Schmidt received permission to set up his own business in 1819. On October 19, 1819, he opened a material, specialty, dye and seeds store . Through the Ljubljana Congress in 1821, his company quickly became wealthy and was able to buy his own real estate. In the following years he began to study the flora and fauna of Carniola more intensively. He worked as a cave researcher and mountaineer and is the first to describe the beetle Leptodirus hochenwartii Schmidt, discovered by Franz Graf von Hohenwart in the Postojna caves in 1832. He also examined the routes of the Ljubljana – Trieste and Laibach – Fiume railway lines during construction . In addition to researching the nature of Carniola and the efforts to cultivate fruit and crops in the Karst regions of Carniola, he put together large entomological collections, which he also brought into the State Museum for Carniola, which was founded in 1831 by Count von Hohenwart . He also founded a natural research society for Krain, from which the museum association finally developed in 1839.

Schmidt was also involved in civil society. In 1836 he became a member of the Laibach Sparcasse Association and in 1838 he was elected to the management and in 1840 to the board of trustees of the Sparkasse. On October 9, 1834, he was one of the founders of the commercial college in Ljubljana and, in 1838, one of the founders of the Ljubljana Commercial Hospital, of which he was director for many years. In 1834 he became a member of the Carniolan Provincial and Trade Commission , and in 1839 a delegated member of the Inner Austrian Industry and Commerce Association at the association's delegation in Carniola.

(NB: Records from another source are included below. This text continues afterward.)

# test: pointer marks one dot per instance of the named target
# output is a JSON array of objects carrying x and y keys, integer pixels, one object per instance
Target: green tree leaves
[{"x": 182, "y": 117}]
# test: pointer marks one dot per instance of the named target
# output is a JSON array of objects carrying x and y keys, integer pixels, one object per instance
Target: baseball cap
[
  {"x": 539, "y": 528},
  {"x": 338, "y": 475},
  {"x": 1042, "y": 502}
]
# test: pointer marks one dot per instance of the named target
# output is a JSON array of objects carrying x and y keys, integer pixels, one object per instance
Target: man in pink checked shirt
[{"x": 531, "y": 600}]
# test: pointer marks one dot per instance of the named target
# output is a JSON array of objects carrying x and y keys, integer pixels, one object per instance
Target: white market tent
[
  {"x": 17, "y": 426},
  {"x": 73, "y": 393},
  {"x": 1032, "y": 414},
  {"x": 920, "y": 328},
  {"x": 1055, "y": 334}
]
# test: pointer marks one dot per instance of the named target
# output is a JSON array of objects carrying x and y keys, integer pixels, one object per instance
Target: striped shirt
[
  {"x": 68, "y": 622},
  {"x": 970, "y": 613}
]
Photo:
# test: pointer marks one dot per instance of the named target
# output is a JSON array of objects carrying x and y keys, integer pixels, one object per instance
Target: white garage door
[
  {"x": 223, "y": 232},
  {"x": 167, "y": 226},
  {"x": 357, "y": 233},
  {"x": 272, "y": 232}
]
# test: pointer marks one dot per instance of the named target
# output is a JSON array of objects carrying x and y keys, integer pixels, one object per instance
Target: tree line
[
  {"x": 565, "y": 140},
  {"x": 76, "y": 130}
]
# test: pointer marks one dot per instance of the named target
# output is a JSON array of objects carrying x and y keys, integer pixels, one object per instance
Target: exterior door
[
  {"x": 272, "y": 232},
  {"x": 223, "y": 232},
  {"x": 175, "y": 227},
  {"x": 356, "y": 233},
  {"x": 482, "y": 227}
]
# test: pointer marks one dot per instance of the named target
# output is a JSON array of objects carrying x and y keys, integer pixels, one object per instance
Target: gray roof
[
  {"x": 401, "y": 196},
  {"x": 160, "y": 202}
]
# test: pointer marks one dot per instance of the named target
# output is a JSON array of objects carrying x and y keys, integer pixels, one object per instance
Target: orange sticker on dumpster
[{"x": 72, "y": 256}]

He also campaigned for the interests of the Slovenes.

Honors and memberships

Schmidt was an honorary or corresponding member of around 50 natural research learned societies , including the Natural Research Society of Görlitz , the Senckenberg Society for Natural Research , the Natural History Society of Nuremberg and the Wetterau Society for All Natural History in Hanau am Main . The Imperial Court Chamber in Vienna awarded him its recognition by decree dated October 20, 1839 for his services to trade in Ljubljana from. In 1867 he was made an honorary citizen of the city of Ljubljana and in 1869 he received the Golden Civil Merit Cross with Crown .

Works (selection)

  • Contribution to Krain's fauna. Leptodirus Hochenwartii, ng, n. Sp. , in: Illyrian sheet of January 21, 1832.
  • Systematic index of the land and freshwater conchylia occurring in the province of Carniola , Blasnik, Laibach 1847.
  • Two new species of Leptoderus , in: Stettiner Entomologogische Zeitung, Volume 13, 1852.
  • About a previously unrecognized ground beetle, described by L. Miller: and a new eyeless weevil, described by F. Schmidt: also some cave animals newly discovered by Schmidt in Schischka , in: Negotiations of the Zoological-Botanical Association in Vienna, Volume 4, 1854.
  • Description of two new cave animals, a beetle and a snail , in: Negotiations of the Zoological-Botanical Association in Vienna, Volume 5, 1855.

literature

Web links

Wikisource: Ferdinand Joseph Schmidt  - Sources and full texts

Individual evidence

  1. Slavko Polak: Importance of discovery of the first cave beetle Leptodirus hochenwartii Schmidt, 1832 , in: Endins. Mallorca, Volume 28 (2005), pp. 71-80.